Extended Data Fig. 8. Number of genes with pLOF carriers in exome sequencing data.

a, Predicted number of genes with heterozygote (top-left panel) and homozygote (top-right panel) pLOF carriers in exome sequencing data in datasets of up to 5 million individuals. Bottom panel shows distribution of the observed number of heterozygote pLOF carriers per gene in exome sequencing of 454,787 individuals from the UK Biobank. b, Predicted number of genes with heterozygote pLOF carriers in 5 million individuals based on a reference dataset of (i) 46K individuals of European ancestry from the UKB (solid lines); and (ii) 46K individuals from the UKB spanning multiple ancestries (dashed lines), including 23K of European ancestry and 23K individuals of other ancestries (10K of South Asian, 9K of African, 2K of East Asian ancestry, 1K of Hispanic or Latin American ancestry and 1K of admixed ancestry).

Extended Data Fig. 9. Predicted imputation accuracy for variants from exome sequencing as a function of the size of the reference panel using a two-parameter logistic model.
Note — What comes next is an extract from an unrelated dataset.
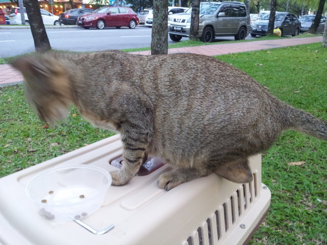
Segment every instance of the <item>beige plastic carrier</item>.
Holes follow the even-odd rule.
[[[254,178],[245,184],[212,174],[167,191],[156,182],[168,166],[144,173],[125,186],[110,186],[101,208],[80,222],[46,220],[25,194],[28,183],[49,168],[91,164],[111,171],[117,167],[110,163],[122,153],[116,135],[0,179],[0,243],[242,244],[269,208],[271,194],[261,182],[260,155],[251,158]]]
a, Each panel shows the imputation accuracy (r², y-axis) as a function of the number of individuals included in the reference panel (x-axis), for a given allele frequency bin (estimated in the reference panel). Grey dots show the imputation accuracy that was observed when analysing reference panels with up to 400,000 individuals. Red dots show the imputation accuracy that was predicted for reference panels with >400,000 individuals, obtained by fitting a 2-parameter logistic curve to results from reference panels with ≤400,000 individuals. The fit from this logistic curve is shown by the solid line, with associated 95% confidence intervals shown in light red. The blue dot is the extrapolated value for a reference panel of 400,000 individuals obtained by fitting the curve using only reference panels with <400,000 individuals. b, Imputation accuracy (r², y-axis) is shown as a function of the variant allele frequency (x-axis; minor allele count [MAC] for ultra-rare variants, minor allele frequency [MAF] for variants with MAF>10⁻⁴) and the number of individuals (N) included in the reference panel (different lines). Solid lines show the imputation accuracy that was observed when analysing reference panels with up to 400,000 individuals. Dashed lines show the imputation accuracy that was predicted for reference panels with >400,000 individuals, obtained by fitting a 2-parameter logistic curve to results from reference panels with ≤400,000 individuals.